Nephrotic syndrome in patients with allogeneic HSCT is considered a possible manifestation of cGVHD in the kidney. A reduction in immunosuppressive medication after HSCT is related to the development of nephrotic syndrome in 63% of patients within 9 mo. MN is rarely encountered after autologous HSCT (3% autologous and 97% allogeneic HSCT)[5]. The possible reason is that changes in autoimmune lymphokines or new factors emerging after HSCT can lead to podocyte damage, which contributes to MN. Renal biopsy and treatment according to the pathological type are recommended. At present, glucocorticoids combined with calcineurin inhibitors are the main treatment. Other immunosuppressants have also been used, such as cyclophosphamide, mycophenolate, and rituximab[17]. In this case, cyclophosphamide was used for treatment, and finally, a small dose of glucocorticoid combined with cyclosporine completely relieved the condition.

In 2009, M-type PLA2R was discovered as the primary target in idiopathic MN, and great progress has been made in the diagnosis and treatment of idiopathic MN[18]. It is worth noting that a large proportion of patients with idiopathic MN have circulating antibodies against PLA2R[19].

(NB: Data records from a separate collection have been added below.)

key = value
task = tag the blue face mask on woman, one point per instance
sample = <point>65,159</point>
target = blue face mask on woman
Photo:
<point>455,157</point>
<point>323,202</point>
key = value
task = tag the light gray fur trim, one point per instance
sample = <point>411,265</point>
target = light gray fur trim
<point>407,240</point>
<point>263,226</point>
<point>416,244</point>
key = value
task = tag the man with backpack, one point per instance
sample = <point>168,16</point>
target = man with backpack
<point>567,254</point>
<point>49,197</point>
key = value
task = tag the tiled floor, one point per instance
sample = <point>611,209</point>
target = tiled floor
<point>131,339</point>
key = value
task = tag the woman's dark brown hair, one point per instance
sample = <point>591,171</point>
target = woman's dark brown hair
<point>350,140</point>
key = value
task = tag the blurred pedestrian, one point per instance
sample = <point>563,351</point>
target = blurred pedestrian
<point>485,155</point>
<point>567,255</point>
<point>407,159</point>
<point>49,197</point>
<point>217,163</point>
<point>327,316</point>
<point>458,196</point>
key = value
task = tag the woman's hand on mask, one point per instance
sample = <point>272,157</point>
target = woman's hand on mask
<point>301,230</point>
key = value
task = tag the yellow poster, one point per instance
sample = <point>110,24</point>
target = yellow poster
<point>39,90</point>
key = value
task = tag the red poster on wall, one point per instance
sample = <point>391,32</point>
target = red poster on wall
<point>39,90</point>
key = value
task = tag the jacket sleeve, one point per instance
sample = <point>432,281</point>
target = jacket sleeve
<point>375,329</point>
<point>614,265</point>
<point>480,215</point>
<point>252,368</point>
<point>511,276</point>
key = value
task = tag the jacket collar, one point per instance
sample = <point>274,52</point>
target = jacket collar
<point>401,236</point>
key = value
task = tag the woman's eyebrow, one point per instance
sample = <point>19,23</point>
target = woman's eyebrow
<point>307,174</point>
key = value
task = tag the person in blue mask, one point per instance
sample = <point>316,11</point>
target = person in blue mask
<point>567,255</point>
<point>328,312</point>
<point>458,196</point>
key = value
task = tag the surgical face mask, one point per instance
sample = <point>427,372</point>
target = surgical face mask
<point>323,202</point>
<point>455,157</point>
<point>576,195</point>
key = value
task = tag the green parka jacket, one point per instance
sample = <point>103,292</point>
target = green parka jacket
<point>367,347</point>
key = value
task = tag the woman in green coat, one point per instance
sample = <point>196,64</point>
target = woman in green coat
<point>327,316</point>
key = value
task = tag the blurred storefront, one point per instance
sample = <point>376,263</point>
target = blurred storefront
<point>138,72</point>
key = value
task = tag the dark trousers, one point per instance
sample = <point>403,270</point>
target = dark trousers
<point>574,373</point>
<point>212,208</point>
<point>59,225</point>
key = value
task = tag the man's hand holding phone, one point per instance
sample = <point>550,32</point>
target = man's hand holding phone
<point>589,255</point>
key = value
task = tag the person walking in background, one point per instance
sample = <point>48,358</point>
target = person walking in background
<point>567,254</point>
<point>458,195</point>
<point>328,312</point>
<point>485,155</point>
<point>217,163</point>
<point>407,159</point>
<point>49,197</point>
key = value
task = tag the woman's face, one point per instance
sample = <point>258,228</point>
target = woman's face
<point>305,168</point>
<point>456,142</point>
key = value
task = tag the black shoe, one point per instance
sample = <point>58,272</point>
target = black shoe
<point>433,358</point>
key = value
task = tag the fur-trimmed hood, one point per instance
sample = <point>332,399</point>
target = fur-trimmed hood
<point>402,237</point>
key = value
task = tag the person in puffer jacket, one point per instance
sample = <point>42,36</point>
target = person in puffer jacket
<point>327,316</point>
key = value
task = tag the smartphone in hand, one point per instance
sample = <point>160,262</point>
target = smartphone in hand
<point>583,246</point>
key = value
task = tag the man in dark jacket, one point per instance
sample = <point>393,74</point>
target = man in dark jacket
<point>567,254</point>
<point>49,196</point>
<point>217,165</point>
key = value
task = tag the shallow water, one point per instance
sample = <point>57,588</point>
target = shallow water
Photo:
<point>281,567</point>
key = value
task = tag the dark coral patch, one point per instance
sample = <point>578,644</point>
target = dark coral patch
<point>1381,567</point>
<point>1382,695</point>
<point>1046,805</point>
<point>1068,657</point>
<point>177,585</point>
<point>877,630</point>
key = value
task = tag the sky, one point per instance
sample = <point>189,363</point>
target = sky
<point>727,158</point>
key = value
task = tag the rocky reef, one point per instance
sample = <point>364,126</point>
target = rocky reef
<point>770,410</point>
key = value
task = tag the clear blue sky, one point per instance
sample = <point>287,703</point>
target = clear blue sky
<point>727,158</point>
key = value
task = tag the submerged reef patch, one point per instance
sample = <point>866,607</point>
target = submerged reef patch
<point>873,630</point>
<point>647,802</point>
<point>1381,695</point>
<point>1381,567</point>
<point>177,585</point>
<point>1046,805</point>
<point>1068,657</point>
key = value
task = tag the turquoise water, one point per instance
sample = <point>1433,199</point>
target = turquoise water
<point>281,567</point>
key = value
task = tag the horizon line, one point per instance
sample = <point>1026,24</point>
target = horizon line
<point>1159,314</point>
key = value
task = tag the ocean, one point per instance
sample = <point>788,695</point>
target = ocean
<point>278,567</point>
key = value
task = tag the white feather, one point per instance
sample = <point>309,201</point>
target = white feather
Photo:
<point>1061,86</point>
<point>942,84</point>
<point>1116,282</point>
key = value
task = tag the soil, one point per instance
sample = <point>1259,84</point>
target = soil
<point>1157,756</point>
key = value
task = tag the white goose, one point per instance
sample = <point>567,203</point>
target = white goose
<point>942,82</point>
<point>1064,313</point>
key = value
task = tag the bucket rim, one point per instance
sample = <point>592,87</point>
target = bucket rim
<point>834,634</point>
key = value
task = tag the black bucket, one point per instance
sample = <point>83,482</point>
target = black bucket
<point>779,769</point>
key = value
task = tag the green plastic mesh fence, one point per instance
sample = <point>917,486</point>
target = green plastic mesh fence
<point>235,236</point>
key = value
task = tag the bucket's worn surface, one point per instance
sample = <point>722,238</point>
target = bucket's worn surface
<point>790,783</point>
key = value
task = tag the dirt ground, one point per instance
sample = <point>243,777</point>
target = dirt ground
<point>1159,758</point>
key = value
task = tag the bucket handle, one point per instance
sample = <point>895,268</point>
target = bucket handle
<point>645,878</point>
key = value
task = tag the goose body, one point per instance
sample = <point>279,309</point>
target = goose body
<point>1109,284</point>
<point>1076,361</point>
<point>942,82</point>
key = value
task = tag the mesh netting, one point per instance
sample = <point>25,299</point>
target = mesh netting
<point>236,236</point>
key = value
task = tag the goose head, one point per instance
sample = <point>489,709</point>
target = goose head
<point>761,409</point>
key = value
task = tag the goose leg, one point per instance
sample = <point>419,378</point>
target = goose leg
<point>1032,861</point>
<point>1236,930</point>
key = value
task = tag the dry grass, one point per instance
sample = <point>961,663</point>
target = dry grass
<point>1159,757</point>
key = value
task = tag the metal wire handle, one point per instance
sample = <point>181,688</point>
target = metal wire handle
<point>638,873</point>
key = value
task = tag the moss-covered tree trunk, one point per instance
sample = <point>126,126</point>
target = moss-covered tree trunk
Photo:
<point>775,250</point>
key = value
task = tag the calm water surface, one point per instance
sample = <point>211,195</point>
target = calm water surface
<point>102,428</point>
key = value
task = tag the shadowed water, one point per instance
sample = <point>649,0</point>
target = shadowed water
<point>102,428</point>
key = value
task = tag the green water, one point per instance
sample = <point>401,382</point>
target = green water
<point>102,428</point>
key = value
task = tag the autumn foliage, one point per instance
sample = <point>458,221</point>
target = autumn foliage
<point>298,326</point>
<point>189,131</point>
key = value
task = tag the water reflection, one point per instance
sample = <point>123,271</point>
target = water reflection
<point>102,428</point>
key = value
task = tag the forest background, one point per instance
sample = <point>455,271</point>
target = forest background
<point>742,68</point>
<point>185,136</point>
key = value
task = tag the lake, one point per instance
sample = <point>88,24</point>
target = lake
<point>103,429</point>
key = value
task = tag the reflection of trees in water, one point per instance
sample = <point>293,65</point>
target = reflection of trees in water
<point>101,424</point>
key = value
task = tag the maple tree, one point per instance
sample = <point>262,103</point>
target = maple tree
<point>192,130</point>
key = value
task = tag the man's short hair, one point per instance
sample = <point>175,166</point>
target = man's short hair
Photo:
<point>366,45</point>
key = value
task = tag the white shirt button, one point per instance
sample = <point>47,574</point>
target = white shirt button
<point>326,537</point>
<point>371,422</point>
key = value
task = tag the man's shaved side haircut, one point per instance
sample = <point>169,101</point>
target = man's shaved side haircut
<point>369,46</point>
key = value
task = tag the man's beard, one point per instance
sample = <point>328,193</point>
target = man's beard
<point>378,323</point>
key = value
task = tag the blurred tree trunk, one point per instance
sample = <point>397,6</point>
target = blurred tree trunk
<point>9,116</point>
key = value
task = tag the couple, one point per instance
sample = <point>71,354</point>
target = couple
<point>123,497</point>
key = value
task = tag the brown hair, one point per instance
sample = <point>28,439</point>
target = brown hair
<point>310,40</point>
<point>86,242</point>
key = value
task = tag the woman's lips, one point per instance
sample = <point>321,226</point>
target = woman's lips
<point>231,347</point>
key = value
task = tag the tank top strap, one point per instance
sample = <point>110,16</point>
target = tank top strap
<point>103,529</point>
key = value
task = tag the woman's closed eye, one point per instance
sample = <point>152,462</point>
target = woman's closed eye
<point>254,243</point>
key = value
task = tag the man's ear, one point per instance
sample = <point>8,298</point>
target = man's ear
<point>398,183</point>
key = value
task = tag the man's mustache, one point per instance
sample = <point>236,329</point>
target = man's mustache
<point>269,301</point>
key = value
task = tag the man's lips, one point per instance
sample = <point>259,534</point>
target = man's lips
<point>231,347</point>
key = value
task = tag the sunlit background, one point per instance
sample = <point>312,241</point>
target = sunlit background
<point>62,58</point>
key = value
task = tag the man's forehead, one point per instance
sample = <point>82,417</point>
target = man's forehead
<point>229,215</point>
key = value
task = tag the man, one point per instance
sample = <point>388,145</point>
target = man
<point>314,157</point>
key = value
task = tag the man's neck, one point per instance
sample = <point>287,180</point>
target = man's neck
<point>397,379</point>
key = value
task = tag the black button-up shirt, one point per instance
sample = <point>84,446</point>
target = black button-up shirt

A previous study showed that no anti-PLA2R antibody was detected in patients with allogeneic HSCT-associated MN[20]. Therefore, MN and other forms of immune-mediated glomerulonephritis in HSCT patients may represent "kidney-specific" forms of cGVHD[21], in which alloantibodies induced by donor immune cells can specifically act on podocyte antigens or proteins that bind to the receptor but that are not present in the donor. The patient was negative for PLA2R antibody, and the IF results suggested that IgG, IgA, IgM, C1q, C3, and C4 were widely deposited on basal membranes; immunosuppressive therapy was effective, perhaps as a result of this mechanism. This case suggests that GVHD may still occur in homologous transplantation, which requires close monitoring and the long-term use of small amounts of steroids and immunosuppressants.

CONCLUSION

We report a case of delayed nephrotic syndrome after syngeneic HSCT. Antibody-mediated autoimmune glomerular disease may be the underlying mechanism. After treatment with immunosuppressive agents, the nephrotic syndrome was completely relieved, but further long-term follow-up is needed.